Compromise is a necessary part of any successful, enduring marriage. For two people to work together as a team, each member must give and take once in a while. But many of us have no idea how to compromise. "Unless we become skilled in the fine art of compromise, our relationship can quickly degrade into feelings of dissatisfaction and discord. Not to mention a disillusioning sense of being all alone in the relationship," says Leon F. Seltzer, Ph.D. Most people are used to making decisions for themselves alone, but once you commit to a relationship, you must consider the needs, wants, and happiness of your partner. That holds true even more so when you live together and get married. It takes work, but this step-by-step guide will hep you learn how to compromise in a marriage.
Communicate Your Needs Clearly
Use "I" statements to communicate to your spouse exactly what you need or want in the relationship. For example, you might say, "I want to live in the city because it's closer to my work, which will cut down on my commute, and I like the excitement of it, whereas I'm bored here in the suburbs." Or you could say, "I feel ready to start trying to have kids because we're married, financially stable, and my biological clock is ticking." It is important to speak for yourself without making assumptions about your spouse's needs or wants, and to express what you want and why.
Refrain from attacking your spouse with demands. You might not get everything that you ask for, and they deserve to have a say in any major decisions in your lives.
Listen (Without Interrupting)
After you’ve expressed your desires and offered an explanation of why this is important to you, give your spouse a chance to respond. Don't interrupt and allow them to speak. Pay attention to what they're saying and do not dismiss their thoughts immediately. "Disagreements are best resolved when each person’s needs are assumed to be legitimate and important," says Seltzer.
If your partner responds with a detailed counterpoint, then you should repeat what you heard without malice to make sure you are on the same page. You might say, “So, you’re saying that you would rather live in the suburbs because your work is here and the city is too loud and chaotic for you, right?” Avoid sarcasm and speak with a steady, non-judgmental tone. This is a discussion and not an argument. You want to show your spouse that you appreciate and value their needs and wants, too.
Carefully Weigh Your Options
Consider all your options, and remember that there are more than two options for every issue. You could live in the city. You could live in the suburbs. Or you could live in a suburb closer to the city that has high-rise apartments and enough public transportation to allow you to have the best of both worlds. In this case, before drawing these conclusions, you could look at your budget and the cost of living in both the city and suburbs. Consider your options both as individuals and a couple. Remember, in the end, you have to think about the decision as though you are part of a pair and not just for yourself. If you were single and wanted to live in the city, of course, you could just do that. But you’re married and there’s another person involved in this decision.

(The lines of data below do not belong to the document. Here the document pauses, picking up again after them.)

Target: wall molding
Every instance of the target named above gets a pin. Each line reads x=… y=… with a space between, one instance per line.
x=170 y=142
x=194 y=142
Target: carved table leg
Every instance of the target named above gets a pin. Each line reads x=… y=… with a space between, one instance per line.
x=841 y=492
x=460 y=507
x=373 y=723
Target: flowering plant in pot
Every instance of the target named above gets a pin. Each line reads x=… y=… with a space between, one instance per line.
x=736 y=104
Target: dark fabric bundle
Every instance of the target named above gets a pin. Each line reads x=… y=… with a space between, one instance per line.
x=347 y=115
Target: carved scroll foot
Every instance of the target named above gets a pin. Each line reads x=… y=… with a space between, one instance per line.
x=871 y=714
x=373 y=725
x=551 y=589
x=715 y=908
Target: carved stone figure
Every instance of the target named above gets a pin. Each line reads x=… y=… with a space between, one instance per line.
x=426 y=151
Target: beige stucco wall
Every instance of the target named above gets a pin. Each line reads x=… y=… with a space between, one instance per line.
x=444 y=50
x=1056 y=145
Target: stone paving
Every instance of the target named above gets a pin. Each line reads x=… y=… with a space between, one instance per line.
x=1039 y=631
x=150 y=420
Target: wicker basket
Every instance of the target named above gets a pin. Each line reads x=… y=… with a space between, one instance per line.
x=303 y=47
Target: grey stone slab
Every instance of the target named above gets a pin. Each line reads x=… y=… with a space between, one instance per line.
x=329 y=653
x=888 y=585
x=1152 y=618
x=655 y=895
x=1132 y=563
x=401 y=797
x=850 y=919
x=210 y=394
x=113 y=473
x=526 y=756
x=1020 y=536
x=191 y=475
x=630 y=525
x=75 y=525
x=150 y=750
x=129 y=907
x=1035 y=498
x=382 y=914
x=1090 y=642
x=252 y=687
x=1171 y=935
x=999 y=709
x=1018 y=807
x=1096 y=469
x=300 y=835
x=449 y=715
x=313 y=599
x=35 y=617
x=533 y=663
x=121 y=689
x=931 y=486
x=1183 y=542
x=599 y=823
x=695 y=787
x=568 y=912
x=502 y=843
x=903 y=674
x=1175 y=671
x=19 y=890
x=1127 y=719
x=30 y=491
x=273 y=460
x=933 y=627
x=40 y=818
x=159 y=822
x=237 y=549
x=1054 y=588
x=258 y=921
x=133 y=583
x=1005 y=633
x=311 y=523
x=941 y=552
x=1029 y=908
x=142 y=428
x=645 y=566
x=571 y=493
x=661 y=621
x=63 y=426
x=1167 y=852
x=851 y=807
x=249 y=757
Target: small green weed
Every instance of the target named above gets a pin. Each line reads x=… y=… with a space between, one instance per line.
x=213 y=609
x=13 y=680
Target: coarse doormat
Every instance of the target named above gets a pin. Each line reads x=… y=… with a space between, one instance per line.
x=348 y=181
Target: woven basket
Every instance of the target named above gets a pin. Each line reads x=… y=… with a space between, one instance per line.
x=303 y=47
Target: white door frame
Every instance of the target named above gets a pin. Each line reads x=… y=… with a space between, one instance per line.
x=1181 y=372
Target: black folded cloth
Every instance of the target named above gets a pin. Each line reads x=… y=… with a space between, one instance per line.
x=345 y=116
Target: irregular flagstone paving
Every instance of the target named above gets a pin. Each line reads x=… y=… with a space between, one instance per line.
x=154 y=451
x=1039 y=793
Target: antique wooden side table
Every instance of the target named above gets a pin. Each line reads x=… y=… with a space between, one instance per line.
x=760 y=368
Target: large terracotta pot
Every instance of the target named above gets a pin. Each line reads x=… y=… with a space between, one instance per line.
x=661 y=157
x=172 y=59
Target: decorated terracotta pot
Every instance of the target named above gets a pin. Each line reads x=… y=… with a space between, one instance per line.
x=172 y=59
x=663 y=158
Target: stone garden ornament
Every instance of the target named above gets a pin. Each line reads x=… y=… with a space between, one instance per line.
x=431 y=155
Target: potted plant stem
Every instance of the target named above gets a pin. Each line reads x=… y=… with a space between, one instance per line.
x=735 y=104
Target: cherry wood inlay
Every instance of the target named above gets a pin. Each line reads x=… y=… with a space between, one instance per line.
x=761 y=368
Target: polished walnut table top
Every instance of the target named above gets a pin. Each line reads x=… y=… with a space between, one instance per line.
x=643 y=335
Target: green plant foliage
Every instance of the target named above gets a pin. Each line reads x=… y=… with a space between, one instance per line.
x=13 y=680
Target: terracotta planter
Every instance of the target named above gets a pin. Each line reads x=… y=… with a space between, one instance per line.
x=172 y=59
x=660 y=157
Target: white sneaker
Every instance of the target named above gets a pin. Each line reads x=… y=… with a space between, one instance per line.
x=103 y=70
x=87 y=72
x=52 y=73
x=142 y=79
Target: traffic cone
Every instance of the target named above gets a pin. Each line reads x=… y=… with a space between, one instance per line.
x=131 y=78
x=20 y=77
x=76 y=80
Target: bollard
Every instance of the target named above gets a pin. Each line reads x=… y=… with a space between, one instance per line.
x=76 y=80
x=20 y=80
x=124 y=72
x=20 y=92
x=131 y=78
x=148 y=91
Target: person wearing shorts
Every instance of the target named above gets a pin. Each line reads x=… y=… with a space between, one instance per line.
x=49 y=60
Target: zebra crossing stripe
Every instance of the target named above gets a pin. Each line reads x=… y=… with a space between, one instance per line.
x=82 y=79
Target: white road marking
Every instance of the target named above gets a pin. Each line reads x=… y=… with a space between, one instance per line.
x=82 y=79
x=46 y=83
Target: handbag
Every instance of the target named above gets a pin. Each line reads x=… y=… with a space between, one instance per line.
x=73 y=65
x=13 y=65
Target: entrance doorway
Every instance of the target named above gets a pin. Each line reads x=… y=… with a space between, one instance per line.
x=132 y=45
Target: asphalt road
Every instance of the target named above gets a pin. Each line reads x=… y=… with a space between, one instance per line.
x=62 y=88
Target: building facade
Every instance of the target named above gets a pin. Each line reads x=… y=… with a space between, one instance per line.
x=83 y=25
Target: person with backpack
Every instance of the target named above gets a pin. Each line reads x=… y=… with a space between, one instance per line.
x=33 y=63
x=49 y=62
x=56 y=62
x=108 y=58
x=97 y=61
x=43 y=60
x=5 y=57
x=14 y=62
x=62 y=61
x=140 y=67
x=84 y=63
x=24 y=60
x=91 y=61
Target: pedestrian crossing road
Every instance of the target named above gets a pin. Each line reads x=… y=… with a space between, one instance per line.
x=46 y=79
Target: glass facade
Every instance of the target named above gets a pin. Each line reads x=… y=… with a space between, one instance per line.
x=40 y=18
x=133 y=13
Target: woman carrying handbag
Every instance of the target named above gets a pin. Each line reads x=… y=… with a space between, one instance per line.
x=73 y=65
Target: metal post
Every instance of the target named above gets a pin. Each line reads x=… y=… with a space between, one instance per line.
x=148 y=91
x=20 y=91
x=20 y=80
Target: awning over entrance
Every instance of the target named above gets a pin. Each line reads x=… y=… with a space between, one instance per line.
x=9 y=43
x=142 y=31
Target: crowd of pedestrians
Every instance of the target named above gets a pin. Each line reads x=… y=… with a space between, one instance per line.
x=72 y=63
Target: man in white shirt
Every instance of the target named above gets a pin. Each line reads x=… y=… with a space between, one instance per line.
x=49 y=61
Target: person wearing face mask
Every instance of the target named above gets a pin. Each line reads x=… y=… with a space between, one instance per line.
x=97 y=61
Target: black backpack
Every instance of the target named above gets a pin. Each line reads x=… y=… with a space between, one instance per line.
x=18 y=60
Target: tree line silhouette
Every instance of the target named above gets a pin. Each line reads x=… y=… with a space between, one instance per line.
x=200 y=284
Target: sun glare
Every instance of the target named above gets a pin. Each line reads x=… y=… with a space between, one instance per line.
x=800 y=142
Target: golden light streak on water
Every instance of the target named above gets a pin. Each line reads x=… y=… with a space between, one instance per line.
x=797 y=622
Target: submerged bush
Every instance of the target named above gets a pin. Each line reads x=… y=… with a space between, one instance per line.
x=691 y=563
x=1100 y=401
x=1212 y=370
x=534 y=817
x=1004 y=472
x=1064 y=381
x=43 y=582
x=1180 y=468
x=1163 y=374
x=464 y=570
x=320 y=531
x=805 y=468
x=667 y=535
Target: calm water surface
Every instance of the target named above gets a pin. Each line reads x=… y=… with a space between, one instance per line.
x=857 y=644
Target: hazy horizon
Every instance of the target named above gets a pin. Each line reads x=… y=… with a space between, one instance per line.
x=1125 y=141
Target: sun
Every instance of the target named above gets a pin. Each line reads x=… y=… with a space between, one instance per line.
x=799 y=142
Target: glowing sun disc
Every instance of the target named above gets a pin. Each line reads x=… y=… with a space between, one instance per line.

Put Yourself in Your Partner's Shoes
Truly understanding your spouse is difficult, especially when your own desires cloud your judgment. That’s why it is all the more important for you to step out of your own mind for a moment, and consider your spouse’s opinions and feelings. How would they be affected if they just gave in to you? What would be the positives and negatives for them? Why do you think they hold a different opinion? What kind of sacrifices would your husband or wife be making if he or she went along with your ideas? Let your spouse know what responses you come up with to these questions and offer empathy.
Consider What Is Fair
For compromise in a marriage to work, one person cannot always be the doormat. In other words, you cannot always get your way, and your spouse cannot (and likely will not) always give in to you and your needs. Also, you have to consider the fairness of each decision. If you move to the city, you might have an easier commute and be happier in the fast-paced lifestyle. But will your spouse’s commute double? Will he or she be put out by the frenetic life? Is that fair to them?
Make a Decision and Stick With It
After you have weighed your options and considered your spouse’s feelings and the fairness of the situation, you must make a decision together and stick with it. If you have been completely honest while undertaking all the other steps, you should come to a resolution that you both approve of and that will inspire zero doubts as time wears on.
Check in With One Another
When there’s give and take in a relationship, one or both of you is likely making a sacrifice or giving up something they wanted or needed. If this happens often, you or your spouse could start to feel taken for granted or ignored. This can cause resentment to build, which can break down a marriage. Check in with one another to make sure there is no resentment or hurt feelings. Make sure when you agree to a compromise that you will not hold this sacrifice over your spouse’s head, doubt your decision, or stew about it. You have to make the decision, stick with it, and move forward in a positive light.